St Mungo’s Unite members, who went on strike in 2014 and won, are now angry that senior management are attempting to get rid of an agreement that has been place in for five years and has stopped the race to the bottom on pay that’s widespread in the housing sector.
Just as in the dispute in 2014, management are again attempting to slash terms and conditions such as reducing annual leave entitlements and carrying on with an unsustainable sickness policy that effectively punishes staff for being sick.
Management, too, have become heavy-handed in their approach to staff – there is an excessive use of discipline, with even St Mungo’s executive director Helen Giles admitting herself that the number of disciplinary cases is significantly higher than in the rest of the sector.
In a blatant violation of privacy, staff are now being required to report their personal outside activities, and are also forced to wear tracking devices without any reasonable justification.
What’s more St Mungo’s management has taken an antagonistic stance towards the union – they’ve threatened to ban Unite from central inductions should they say anything negative about the charity. Management has stopped providing lists of staff to Unite, in breach of the union’s recognition agreement.
St Mungo’s Unite members are also incensed that the housing charity last year violated its own principles when senior management passed client information on to immigration enforcement agencies for the unlawful purpose of deporting EU rough sleepers.
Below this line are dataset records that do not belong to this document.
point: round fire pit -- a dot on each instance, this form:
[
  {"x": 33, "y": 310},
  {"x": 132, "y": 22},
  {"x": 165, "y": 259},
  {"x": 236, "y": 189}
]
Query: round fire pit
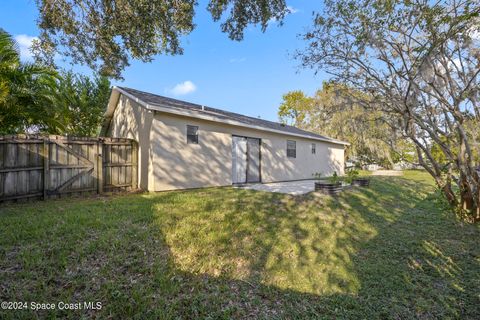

Unite regional officer Tabusam Ahmed, who confirmed that the union has begun the dispute process procedure this week, said Unite will likely move to a ballot for industrial action soon.
“Today’s stall outside the staff conference was meant to engage with both members and non-members about the mounting issues they are facing at work with the charity,” she said.
“We’ve begun the dispute process because our housing workers have had enough of management making it as difficult as possible for them to carry out their vital jobs. So far management have refused to listen to any of our concerns.
“St Mungo’s Broadway workers’ successful strike action in 2014 shows what we can accomplish when we stick together to defend our pay, terms and conditions. We’ve won before, and we’ll win again.”